If you should decide to read this entry:
Keeping this window open, open a new internet window and look on MySpace music for the song “I’ll Follow The Sun” by the Beatles. Play it. Read from this point on.
A record spins in its player. Newspapers surround the antique looking apparatus in the warmly lit apartment. The wood blinds are slatted open and the orange setting sun shines through, leaving a sequence of bright and dark linear patterns on the wood flooring.
The walls are bare and dirty in places his hand prints had polluted in all the common places he would lean while talking to her after a hard day at work. A box populates the open floors that she stands on. She looks around her at the picture frames and packing materials on the floor. A picture of the two of them in a sweet embrace, some old love notes and movie tickets from various dates surround her. She looks at her hand, the mark of the ring still present on her finger. She runs that empty hand through her hair, exhaling in bereavement.
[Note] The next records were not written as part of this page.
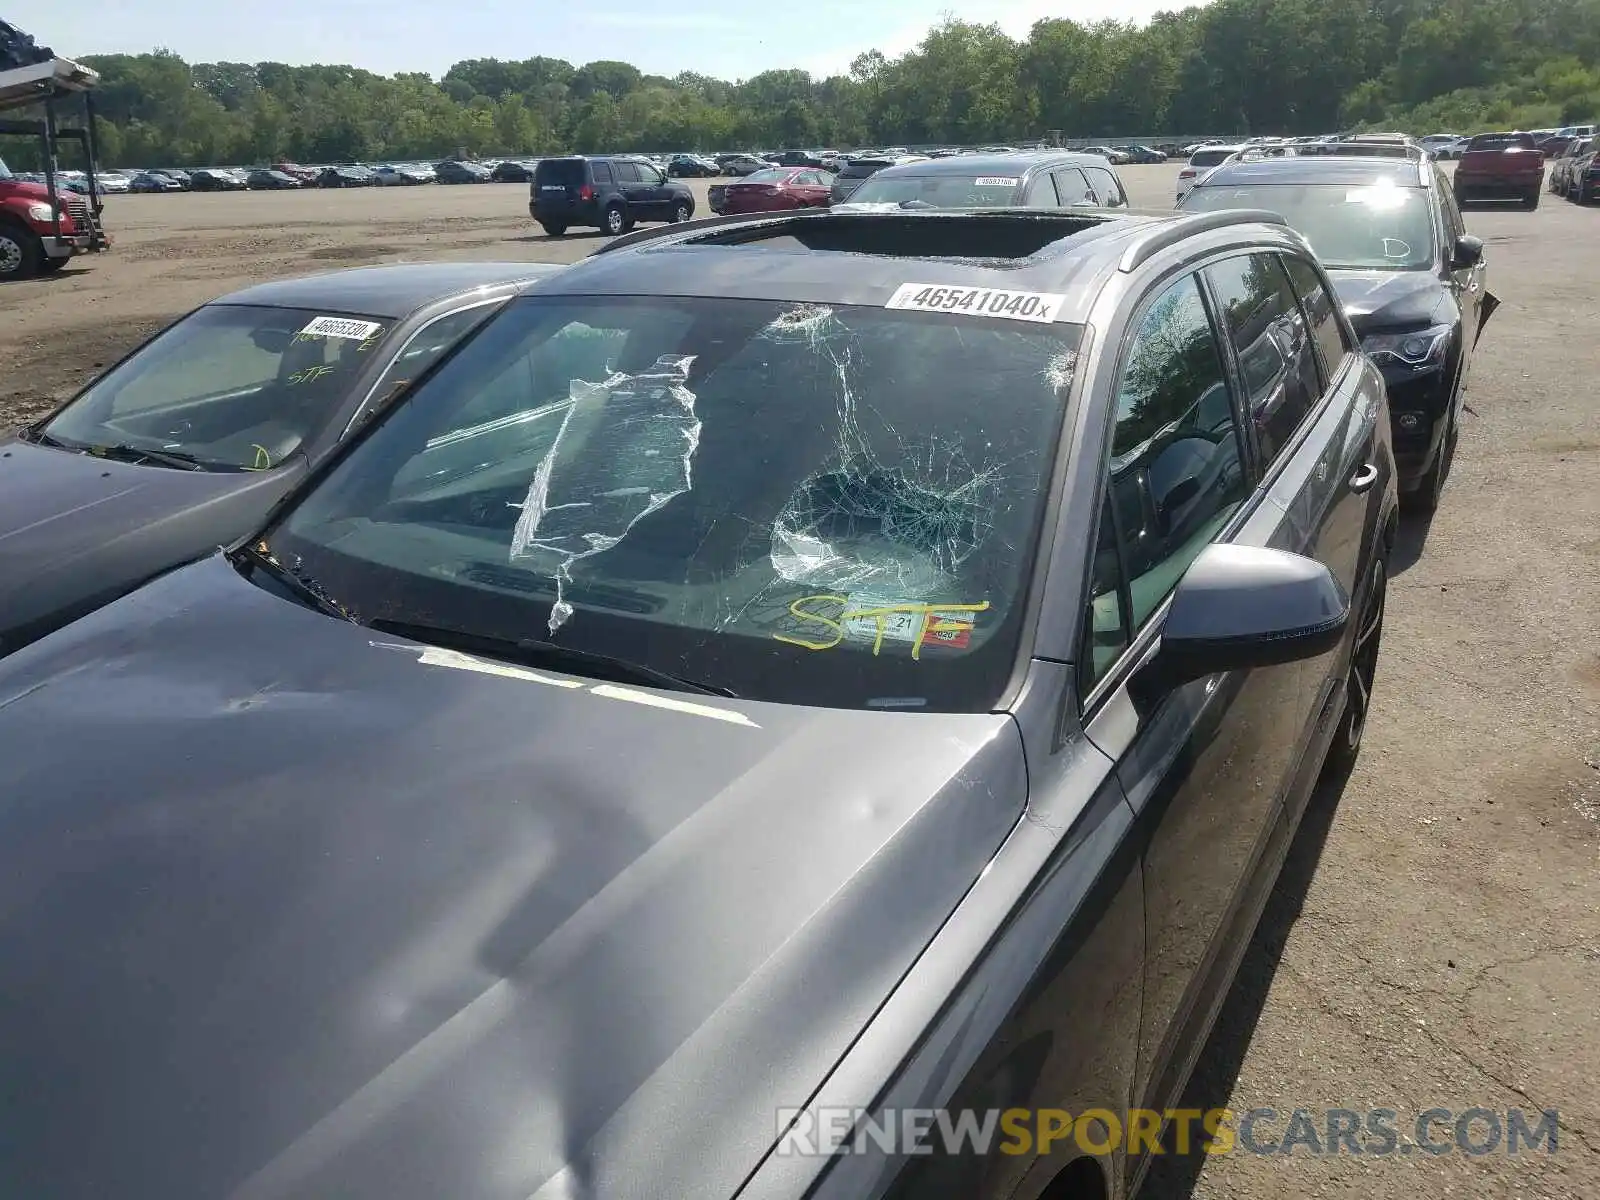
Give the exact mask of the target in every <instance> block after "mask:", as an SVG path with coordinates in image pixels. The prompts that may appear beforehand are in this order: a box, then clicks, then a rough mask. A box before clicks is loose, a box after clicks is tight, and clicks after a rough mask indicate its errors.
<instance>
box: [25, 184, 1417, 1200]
mask: <svg viewBox="0 0 1600 1200" xmlns="http://www.w3.org/2000/svg"><path fill="white" fill-rule="evenodd" d="M611 246H614V248H608V250H606V251H605V253H600V254H597V256H592V258H589V259H586V261H584V262H581V264H578V266H573V267H570V269H568V270H565V272H560V274H557V275H552V277H549V278H547V280H544V282H542V283H541V285H539V288H538V290H536V291H534V290H530V291H528V293H526V294H523V296H520V298H517V299H512V301H510V302H509V304H507V306H506V307H504V309H502V310H501V312H499V314H498V315H494V317H491V318H490V320H488V322H486V323H483V325H482V326H480V328H478V330H477V331H475V333H474V334H472V336H470V338H469V339H466V341H464V342H461V344H459V346H458V347H456V349H454V350H453V352H450V354H448V355H446V357H445V358H442V360H440V362H438V363H437V365H435V366H434V368H432V370H430V371H429V373H427V374H424V376H421V378H419V381H418V382H416V384H414V386H413V387H411V389H408V390H406V392H405V394H403V395H402V397H400V398H398V400H397V402H395V403H394V405H390V406H387V408H386V410H384V411H382V413H379V414H378V416H376V418H374V419H373V421H371V422H368V424H366V426H365V427H362V429H360V430H358V432H357V434H355V437H354V438H352V443H350V445H347V446H346V448H344V450H342V451H339V453H338V454H336V456H334V459H333V461H331V462H328V464H325V466H322V467H318V469H317V472H315V474H314V475H312V478H310V480H309V483H307V486H304V488H301V490H299V491H296V493H294V494H293V496H291V498H290V499H288V501H286V502H285V504H283V506H280V509H278V510H277V512H275V514H274V515H272V518H270V520H269V522H267V523H266V526H264V528H262V530H261V531H259V533H256V534H253V536H251V538H248V539H246V541H245V542H242V544H240V546H237V547H234V549H232V550H226V552H219V554H218V555H213V557H211V558H206V560H202V562H198V563H195V565H190V566H186V568H182V570H178V571H173V573H170V574H165V576H163V578H160V579H155V581H152V582H150V584H147V586H146V587H142V589H139V590H138V592H133V594H131V595H128V597H125V598H122V600H118V602H115V603H112V605H109V606H106V608H102V610H99V611H98V613H93V614H90V616H86V618H83V619H80V621H77V622H74V624H72V626H67V627H66V629H61V630H58V632H54V634H51V635H50V637H46V638H43V640H42V642H37V643H34V645H32V646H27V648H24V650H22V651H21V653H18V654H14V656H11V658H8V659H3V661H0V746H3V754H0V878H3V880H5V899H6V902H5V904H3V906H0V960H3V962H5V965H6V968H5V970H6V986H5V997H6V1019H5V1021H3V1022H0V1072H3V1075H5V1077H6V1078H18V1080H27V1102H26V1104H18V1106H13V1110H11V1112H10V1114H8V1122H10V1125H8V1138H6V1139H5V1141H3V1149H0V1168H3V1171H5V1178H6V1181H8V1186H10V1189H11V1190H13V1192H14V1194H18V1195H51V1197H58V1198H67V1200H70V1198H74V1197H101V1195H104V1194H106V1187H107V1181H115V1190H117V1194H118V1195H123V1197H162V1200H184V1198H187V1197H195V1198H198V1197H206V1198H211V1197H342V1198H346V1200H366V1198H373V1200H376V1198H378V1197H382V1198H384V1200H395V1198H397V1197H429V1198H434V1197H453V1198H454V1200H472V1198H478V1197H483V1198H494V1200H501V1198H504V1200H512V1198H515V1200H526V1197H653V1198H659V1200H669V1198H672V1197H734V1195H738V1197H744V1198H750V1200H754V1198H755V1197H760V1198H763V1200H765V1198H784V1200H798V1197H803V1195H818V1197H850V1200H870V1198H875V1197H904V1198H907V1200H910V1198H915V1200H920V1198H922V1197H946V1195H947V1197H966V1198H984V1197H994V1198H997V1200H998V1197H1026V1198H1034V1200H1037V1198H1038V1197H1050V1200H1088V1198H1090V1197H1093V1198H1096V1200H1104V1198H1106V1197H1112V1195H1115V1197H1123V1195H1126V1194H1128V1192H1130V1190H1131V1189H1133V1187H1134V1186H1136V1182H1138V1179H1139V1176H1141V1173H1142V1170H1144V1168H1146V1165H1147V1158H1146V1157H1141V1155H1139V1154H1128V1152H1126V1149H1125V1142H1123V1141H1118V1139H1117V1138H1114V1136H1110V1133H1109V1130H1098V1128H1094V1126H1093V1122H1090V1123H1088V1125H1085V1126H1083V1133H1082V1136H1072V1138H1059V1136H1058V1138H1054V1139H1053V1141H1050V1142H1048V1146H1046V1144H1043V1141H1045V1139H1040V1138H1037V1136H1032V1134H1030V1136H1029V1138H1027V1139H1026V1142H1024V1139H1022V1138H1021V1136H1019V1131H1018V1130H1016V1128H1006V1130H1003V1131H1000V1133H995V1125H994V1122H995V1118H997V1117H998V1114H1000V1112H1003V1110H1008V1109H1018V1107H1026V1109H1030V1110H1034V1114H1035V1115H1040V1110H1053V1112H1054V1114H1056V1117H1059V1112H1061V1110H1067V1112H1070V1114H1083V1112H1085V1110H1086V1109H1102V1110H1106V1114H1107V1115H1110V1117H1112V1120H1115V1122H1117V1126H1118V1128H1123V1126H1125V1125H1126V1122H1125V1118H1123V1117H1118V1115H1117V1114H1123V1115H1126V1114H1128V1112H1130V1109H1168V1107H1170V1106H1173V1104H1174V1101H1176V1098H1178V1094H1179V1090H1181V1086H1182V1083H1184V1078H1186V1075H1187V1074H1189V1070H1190V1066H1192V1062H1194V1059H1195V1054H1197V1053H1198V1050H1200V1046H1202V1043H1203V1042H1205V1038H1206V1032H1208V1029H1210V1026H1211V1021H1213V1018H1214V1014H1216V1011H1218V1006H1219V1003H1221V1000H1222V997H1224V995H1226V992H1227V990H1229V981H1230V978H1232V974H1234V971H1235V968H1237V965H1238V960H1240V955H1242V954H1243V950H1245V946H1246V944H1248V942H1250V936H1251V928H1253V925H1254V922H1256V917H1258V914H1259V910H1261V906H1262V902H1264V899H1266V896H1267V894H1269V891H1270V890H1272V885H1274V878H1275V875H1277V872H1278V867H1280V864H1282V861H1283V856H1285V850H1286V846H1288V845H1290V840H1291V837H1293V834H1294V829H1296V824H1298V821H1299V818H1301V813H1302V810H1304V806H1306V803H1307V797H1309V794H1310V789H1312V786H1314V782H1315V781H1317V779H1318V776H1322V774H1323V773H1326V771H1336V773H1338V771H1344V770H1346V768H1349V766H1350V763H1352V762H1354V758H1355V754H1357V747H1358V746H1360V738H1362V728H1363V722H1365V717H1366V701H1368V696H1370V691H1371V683H1373V674H1374V669H1376V661H1378V645H1379V635H1381V626H1382V610H1384V584H1386V562H1387V557H1389V552H1390V544H1392V538H1394V530H1395V483H1394V459H1392V453H1390V446H1389V422H1387V413H1386V408H1384V390H1382V381H1381V378H1379V374H1378V371H1376V368H1374V366H1371V363H1370V362H1368V360H1366V358H1363V357H1362V355H1360V354H1358V350H1357V344H1355V339H1354V334H1352V331H1350V328H1349V323H1347V322H1346V318H1344V315H1342V314H1341V310H1339V306H1338V304H1334V302H1333V299H1331V291H1330V285H1328V280H1326V277H1325V275H1323V272H1322V269H1320V267H1318V266H1317V264H1315V261H1314V259H1312V256H1310V251H1309V248H1307V245H1306V242H1304V240H1302V238H1301V237H1299V235H1296V234H1293V232H1291V230H1290V229H1286V227H1285V226H1282V224H1280V222H1278V219H1277V218H1274V216H1270V214H1266V213H1250V211H1243V213H1208V214H1203V216H1190V218H1182V216H1165V218H1147V216H1131V214H1122V213H1106V211H1082V210H1080V211H1058V213H1050V211H1035V213H1027V214H1019V213H1016V211H1010V213H957V214H950V213H885V214H875V213H874V214H859V216H858V214H834V213H827V211H819V213H806V214H778V216H774V214H765V216H762V218H755V219H738V221H730V219H720V221H707V222H702V224H699V226H693V227H683V229H669V230H653V232H651V234H637V235H634V237H630V238H622V240H619V242H616V243H611ZM1264 341H1270V342H1272V347H1274V350H1272V354H1270V355H1262V354H1261V352H1259V346H1261V344H1262V342H1264ZM1262 362H1275V363H1278V365H1277V366H1274V368H1272V370H1266V368H1262V366H1258V363H1262ZM931 1110H942V1112H944V1114H946V1117H947V1118H949V1120H938V1118H933V1117H930V1112H931ZM917 1114H922V1117H918V1115H917ZM1046 1115H1048V1114H1046ZM1011 1117H1013V1125H1016V1115H1014V1114H1013V1115H1011ZM856 1120H859V1134H853V1133H851V1123H853V1122H856ZM984 1123H987V1128H989V1130H990V1131H992V1134H995V1136H994V1139H992V1141H990V1142H989V1144H987V1149H989V1152H987V1154H976V1152H973V1142H971V1141H966V1142H965V1146H963V1144H962V1142H960V1139H958V1138H950V1139H947V1138H946V1136H944V1133H941V1130H946V1128H949V1130H952V1131H957V1130H958V1128H973V1133H974V1134H976V1133H978V1131H979V1130H981V1128H982V1126H984ZM1040 1123H1043V1122H1040ZM974 1126H976V1128H974ZM1030 1130H1034V1126H1032V1125H1030V1122H1029V1120H1024V1122H1022V1123H1021V1133H1030ZM1056 1131H1058V1134H1059V1126H1056ZM918 1133H920V1134H922V1138H925V1139H926V1141H925V1142H923V1144H928V1146H933V1149H934V1150H936V1152H934V1154H928V1155H920V1154H907V1150H910V1149H912V1146H914V1142H915V1139H917V1136H918ZM840 1141H842V1144H840ZM1006 1147H1010V1149H1006ZM1146 1152H1147V1147H1146Z"/></svg>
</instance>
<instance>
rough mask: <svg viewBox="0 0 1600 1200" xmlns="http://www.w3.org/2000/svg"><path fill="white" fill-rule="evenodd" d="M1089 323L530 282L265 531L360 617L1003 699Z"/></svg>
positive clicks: (848, 694)
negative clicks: (316, 483)
mask: <svg viewBox="0 0 1600 1200" xmlns="http://www.w3.org/2000/svg"><path fill="white" fill-rule="evenodd" d="M1078 333H1080V330H1078V328H1077V326H1066V325H1035V323H1027V322H1021V320H1003V318H992V317H989V318H974V317H962V315H955V314H922V312H899V310H885V309H875V307H874V309H867V307H843V306H838V307H827V306H818V304H779V302H757V301H725V299H672V301H658V299H613V298H605V299H598V298H597V299H587V298H582V299H574V298H525V299H522V301H517V302H515V304H512V306H510V307H507V309H506V310H504V312H502V314H501V315H499V317H498V318H494V320H491V322H490V325H486V326H485V330H483V331H482V333H480V336H478V338H475V339H474V341H472V342H469V344H467V346H466V347H462V350H461V352H459V354H458V355H456V357H454V358H453V360H450V362H446V363H445V365H443V366H442V368H440V371H438V373H437V374H435V376H432V378H430V379H429V381H426V382H424V384H422V386H421V387H418V389H416V390H414V392H413V394H411V395H410V397H408V398H405V400H403V402H402V403H400V405H398V406H397V408H395V410H394V413H390V414H389V416H387V418H384V419H382V421H381V424H379V426H378V427H376V429H374V430H373V432H371V435H370V437H368V438H366V440H365V442H363V443H362V445H358V446H357V448H355V450H354V451H352V453H350V454H349V456H347V458H346V459H344V461H342V462H341V464H339V467H338V469H336V470H333V472H331V474H330V475H328V477H326V478H325V480H323V483H322V485H320V486H317V488H315V490H312V491H310V493H309V494H307V496H306V498H304V499H302V501H301V504H299V506H298V507H296V509H294V510H293V512H290V514H288V515H286V517H285V518H283V520H282V522H280V523H278V525H277V526H275V528H274V530H272V531H269V534H267V541H269V544H270V547H272V552H274V554H275V555H277V557H278V558H280V560H285V562H288V563H293V565H294V566H296V570H302V571H304V573H306V574H309V576H312V578H315V579H317V581H318V586H320V587H322V589H325V590H326V592H328V594H331V595H333V597H336V598H338V602H339V603H341V605H344V606H346V608H347V610H350V611H352V613H354V614H355V616H357V619H360V621H378V619H381V621H403V622H414V624H429V626H448V627H451V629H459V630H466V632H472V634H480V635H485V637H491V638H496V640H512V642H517V640H541V642H555V643H560V645H566V646H573V648H578V650H586V651H592V653H603V654H610V656H613V658H627V659H630V661H637V662H642V664H646V666H650V667H653V669H656V670H659V672H667V674H672V675H677V677H680V678H691V680H696V682H699V683H706V685H712V686H717V688H726V690H731V691H734V693H736V694H739V696H749V698H760V699H776V701H786V702H803V704H826V706H843V707H910V709H933V710H962V709H986V707H989V706H992V702H994V701H995V698H997V696H998V694H1000V693H1002V691H1003V688H1005V683H1006V680H1008V678H1010V674H1011V666H1013V659H1014V653H1016V646H1018V637H1019V627H1021V619H1022V597H1024V594H1026V589H1027V581H1029V576H1030V566H1032V558H1034V554H1035V547H1037V541H1038V525H1040V515H1042V512H1043V507H1045V502H1046V493H1048V488H1050V467H1051V461H1053V456H1054V446H1056V437H1058V432H1059V427H1061V422H1062V413H1064V406H1066V400H1067V394H1069V390H1070V386H1072V368H1074V362H1075V347H1077V342H1078Z"/></svg>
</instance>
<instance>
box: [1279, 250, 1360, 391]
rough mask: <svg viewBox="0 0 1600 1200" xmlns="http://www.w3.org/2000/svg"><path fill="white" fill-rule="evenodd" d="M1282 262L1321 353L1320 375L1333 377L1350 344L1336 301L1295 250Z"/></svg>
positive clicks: (1337, 305)
mask: <svg viewBox="0 0 1600 1200" xmlns="http://www.w3.org/2000/svg"><path fill="white" fill-rule="evenodd" d="M1283 266H1285V267H1286V269H1288V272H1290V282H1291V283H1293V285H1294V291H1296V293H1298V294H1299V301H1301V309H1302V310H1304V314H1306V318H1307V320H1309V322H1310V336H1312V341H1315V342H1317V352H1318V355H1320V357H1322V370H1323V379H1330V381H1331V379H1333V376H1336V374H1338V373H1339V366H1341V365H1342V363H1344V355H1347V354H1349V352H1350V350H1352V349H1355V347H1352V346H1350V344H1349V342H1347V341H1346V338H1344V326H1342V325H1341V323H1339V314H1338V301H1336V299H1334V296H1333V294H1331V293H1330V291H1328V288H1326V286H1325V285H1323V282H1322V277H1320V275H1318V274H1317V269H1315V267H1314V266H1312V264H1310V262H1307V261H1306V259H1302V258H1299V256H1298V254H1285V256H1283Z"/></svg>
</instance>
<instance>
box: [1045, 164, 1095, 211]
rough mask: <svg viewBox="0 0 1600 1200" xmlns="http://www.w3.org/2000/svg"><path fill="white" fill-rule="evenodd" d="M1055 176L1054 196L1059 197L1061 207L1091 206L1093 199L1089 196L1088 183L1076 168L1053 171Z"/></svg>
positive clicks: (1068, 166)
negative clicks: (1059, 198)
mask: <svg viewBox="0 0 1600 1200" xmlns="http://www.w3.org/2000/svg"><path fill="white" fill-rule="evenodd" d="M1054 176H1056V195H1058V197H1061V203H1062V206H1069V208H1070V206H1072V205H1093V203H1094V198H1093V197H1091V195H1090V186H1088V181H1086V179H1085V178H1083V171H1080V170H1078V168H1077V166H1066V168H1062V170H1058V171H1054Z"/></svg>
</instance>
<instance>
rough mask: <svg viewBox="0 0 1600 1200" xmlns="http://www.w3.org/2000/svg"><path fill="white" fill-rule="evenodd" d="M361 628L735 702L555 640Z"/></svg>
mask: <svg viewBox="0 0 1600 1200" xmlns="http://www.w3.org/2000/svg"><path fill="white" fill-rule="evenodd" d="M365 624H366V626H368V627H370V629H376V630H379V632H382V634H397V635H398V637H408V638H411V640H413V642H426V643H429V645H435V646H443V648H445V650H459V651H462V653H466V654H474V653H477V654H483V656H485V658H498V659H501V661H504V662H515V664H517V666H523V667H534V666H546V667H554V669H555V670H568V672H570V674H573V675H589V677H592V678H605V680H611V682H613V683H638V685H643V686H650V688H664V690H667V691H694V693H699V694H702V696H726V698H728V699H738V693H734V691H731V690H728V688H720V686H717V685H714V683H701V682H698V680H691V678H683V677H682V675H672V674H670V672H666V670H658V669H656V667H651V666H646V664H645V662H634V661H632V659H626V658H613V656H611V654H602V653H598V651H594V650H578V648H574V646H563V645H560V643H557V642H539V640H536V638H510V637H494V635H493V634H469V632H466V630H462V629H450V627H448V626H429V624H418V622H414V621H386V619H376V621H368V622H365Z"/></svg>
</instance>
She walks into the hall between the bedroom and the bathroom. A bare mattress stares her in the face. She freezes for a moment to confront it, then continues into the small restroom. No towels inhabiting the rack and no shower curtain upon the rod. She opens the medicine cabinet she already knows is empty, looking herself in the eye as she does. It’s spotless. “And now the time has come/and so, my love, I must go” the song echoes her heart. As she closes the cabinet, she has a slight grin upon her face, though a tear kisses her cheek.
With a last look around, she realizes that what she is looking for is not going to be found in any cabinet or upon any wall of the apartment. It was gone and no matter how long she searched, the answer would not be found. She returns to the living room, unplugging the record player and placing it, the last of the pictures, and the unused newspaper a into the empty box on the floor. A dispenser of khaki packing tape runs over the top of a crisp new box and seals it. She leaves the gold key on the lit up and otherwise cheery window ledge, and the somehow-romantic image stays imprinted in her memory. She reaches towards the front door.
“…And though I lose a friend/ In the end you will know/ Oh/ One day you’ll find/ That I have gone/ But tomorrow may rain so/ I’ll follow the sun” the song finishes in her mind. She turns the bottom lock for the last time and closes the door behind her. With the crisp crunch of the door setting sturdily between it’s frame, everything has ended. Her dragging footsteps are heard as she walks reluctantly down the concrete stairs and through the gate of the courtyard with a grin on her face.
Life isn’t ending. It has just begun.